The text offers rich opportunities for analysis in terms of mise-en-scène and uses of contrasting settings to highlight the thematic content. The scenes at Betty’s home in Queens evoke and sustain the established and recognisable values of a traditional Hispanic family unit – complete with warm oranges, browns and greens, we are immersed in an atmosphere of cosy, ambient lighting, comfortable clutter and a focus on the kitchen as the heart of the home, with the crucial representation of Betty’s father adorning an apron, cooking fajitas for his daughters and grandson, providing perhaps a more ‘feminised’ version of patriarchal dominance. The contrast to the Mode office setting is striking and, of course, intentional – here the furniture and décor is as starkly clinical as any minimalist showcase interior, with trendy (read – uncomfortable) ‘soft’ furnishings and mirrored surfaces reflecting the ‘beautiful’ chosen ones of the fashion industry. Any food that is eaten is usually a lettuce leaf or two, a timely re-presentation of current debates around size zero and the (usually) female recourse to dieting and/or bingeing (note Amanda, the bitchy receptionist, losing ‘control’ by stuffing sweets and gaining weight – horrors – when faced with a dilemma about the identity of her biological parents). Of course, the show is founded on contrast.
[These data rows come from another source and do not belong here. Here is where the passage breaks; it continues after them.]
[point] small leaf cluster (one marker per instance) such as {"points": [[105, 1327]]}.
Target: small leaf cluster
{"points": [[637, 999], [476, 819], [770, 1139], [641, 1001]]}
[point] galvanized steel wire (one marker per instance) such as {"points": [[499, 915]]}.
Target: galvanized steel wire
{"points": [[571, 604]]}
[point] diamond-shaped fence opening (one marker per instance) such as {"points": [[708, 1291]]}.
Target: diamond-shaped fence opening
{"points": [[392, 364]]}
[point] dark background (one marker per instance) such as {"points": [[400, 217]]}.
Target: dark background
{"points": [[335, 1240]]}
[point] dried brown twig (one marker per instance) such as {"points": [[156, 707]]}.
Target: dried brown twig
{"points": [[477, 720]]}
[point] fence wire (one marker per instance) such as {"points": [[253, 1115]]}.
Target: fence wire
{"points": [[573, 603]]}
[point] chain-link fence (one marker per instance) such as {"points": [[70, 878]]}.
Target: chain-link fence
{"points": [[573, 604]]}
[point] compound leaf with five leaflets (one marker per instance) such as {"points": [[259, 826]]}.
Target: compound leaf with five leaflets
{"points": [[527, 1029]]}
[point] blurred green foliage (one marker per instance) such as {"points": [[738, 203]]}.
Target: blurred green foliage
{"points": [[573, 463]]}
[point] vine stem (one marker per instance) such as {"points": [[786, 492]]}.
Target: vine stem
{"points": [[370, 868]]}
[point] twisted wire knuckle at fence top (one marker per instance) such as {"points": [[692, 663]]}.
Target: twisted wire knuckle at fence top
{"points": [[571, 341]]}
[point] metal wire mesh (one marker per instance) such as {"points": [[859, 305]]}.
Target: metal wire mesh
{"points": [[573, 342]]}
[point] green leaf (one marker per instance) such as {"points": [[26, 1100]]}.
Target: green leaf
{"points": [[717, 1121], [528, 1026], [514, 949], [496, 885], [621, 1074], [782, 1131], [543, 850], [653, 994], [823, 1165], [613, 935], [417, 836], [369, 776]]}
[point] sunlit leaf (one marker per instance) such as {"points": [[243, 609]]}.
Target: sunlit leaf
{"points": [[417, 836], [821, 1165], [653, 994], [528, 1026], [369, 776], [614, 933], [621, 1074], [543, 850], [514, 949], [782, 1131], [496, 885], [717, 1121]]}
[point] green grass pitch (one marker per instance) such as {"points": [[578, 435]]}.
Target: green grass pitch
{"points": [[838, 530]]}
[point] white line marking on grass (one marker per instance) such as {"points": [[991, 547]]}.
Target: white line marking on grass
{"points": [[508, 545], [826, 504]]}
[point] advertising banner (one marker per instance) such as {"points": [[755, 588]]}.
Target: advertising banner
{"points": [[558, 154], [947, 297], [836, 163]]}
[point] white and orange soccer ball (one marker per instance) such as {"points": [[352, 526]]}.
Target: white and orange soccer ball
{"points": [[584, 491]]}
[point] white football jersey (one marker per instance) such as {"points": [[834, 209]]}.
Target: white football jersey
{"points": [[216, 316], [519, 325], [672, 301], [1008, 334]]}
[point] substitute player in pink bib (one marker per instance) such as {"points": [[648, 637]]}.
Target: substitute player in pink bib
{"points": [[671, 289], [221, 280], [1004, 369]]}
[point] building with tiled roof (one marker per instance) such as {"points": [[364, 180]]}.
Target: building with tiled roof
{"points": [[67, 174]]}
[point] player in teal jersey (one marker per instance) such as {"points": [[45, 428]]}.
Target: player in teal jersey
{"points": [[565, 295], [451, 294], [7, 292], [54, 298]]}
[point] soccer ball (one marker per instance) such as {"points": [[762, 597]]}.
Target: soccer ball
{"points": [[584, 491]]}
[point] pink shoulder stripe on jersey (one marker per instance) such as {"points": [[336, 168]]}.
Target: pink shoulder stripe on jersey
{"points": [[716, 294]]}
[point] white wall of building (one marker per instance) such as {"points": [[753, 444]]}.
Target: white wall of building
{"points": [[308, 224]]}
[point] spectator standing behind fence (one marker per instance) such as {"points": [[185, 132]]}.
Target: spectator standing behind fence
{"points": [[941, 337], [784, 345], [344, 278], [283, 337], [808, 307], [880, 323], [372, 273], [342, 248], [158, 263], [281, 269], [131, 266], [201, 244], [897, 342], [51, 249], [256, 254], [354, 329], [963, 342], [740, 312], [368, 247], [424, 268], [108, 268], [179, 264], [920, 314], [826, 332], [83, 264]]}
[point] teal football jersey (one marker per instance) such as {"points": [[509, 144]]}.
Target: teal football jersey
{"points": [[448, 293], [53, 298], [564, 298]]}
Betty, played by the not-at-all ‘ugly’ America Ferrera, is set up to provide comic ‘difference’ to those around her at Mode – including her clothing, make-up, body language and modes of speech. Her ethical behaviour, in contrast to, for example, the self-absorbed, power-seeking indulgences of Wilhemina, is a key component of the weekly narrative – and we are invited, naturally, to root for Betty every time.

All the exterior scenes are filmed in green screen, allowing the Production Design team to perfect the almost fairytale-like backdrops of New York and Queens – the CGI fakery lending a further layer of nuance to the overall theme of deceptive appearances. The camerawork and use of sound is also worthy of analysis and, again, it is in the symbolic contrast of the ‘sophisticated’ world of Mode versus the Ferrera homestead that the camera and soundtrack reiterates what we should know – that slick camera angles and stylish transitions cannot compete with the retro furnishings and reassuring Latino rhythms of ‘real’ people.

Genre

Although some critics have analysed Ugly Betty as a prime example of a new development within television genre – the ‘television novel’, 20+ part series that extend a single plot arc across half-a-year (think Lost, The Sopranos, 24, Desperate Housewives), the commonplace scheduling label is that of a mainstream workplace sitcom, inevitably relying on the specific generic conventions (sometimes constraints?) of this established format. The ‘situation’ itself acts as the conduit for the humour (i.e. Betty as the incongruous personal assistant of Daniel Meade); stock characters (and don’t we just love that ever so clear-cut depiction of heroes and villains?) and limited settings.

The economic context of the exportability of American and British sitcoms is crucial here – and worthy of your exploration. The idea for the series arose from a hugely successful 1999 Columbian ‘tele-novela’ (the television novel genre described above, popular with viewers in Latin and South America, versions of which are also viewed by Betty’s family in a neatly ‘postmodern’ nod to the original, with cameo appearances as a maid by the show’s creator, Salma Hayek) Yo Soy Betty, La Fea (‘I am Betty, the Ugly One’). Criticised by some as nowhere near as subversive as the original, which is said to be a much stronger parody of racial and social issues in Latin America, Ugly Betty has nevertheless managed to provoke critical debate in terms of some of contemporary America’s values and ideologies around ‘sensitive’ issues such as gay children (the depiction of Justin, as a younger and equally camp version of the character, Marc St James); the inept bureaucracy and perceived injustice of new immigration laws as represented by Ignacio and the farcical scenes in Series 1 with his ‘immigration officer’, who turns out to be an impersonator; not to mention transsexuality and attitudes towards ‘difference’ generally, as depicted in the storyline of Daniel’s brother/sister, Alex/Alexis (resulting in the show winning a real-life gong at the Gay and Lesbian Alliance Against Defamation Media Awards!).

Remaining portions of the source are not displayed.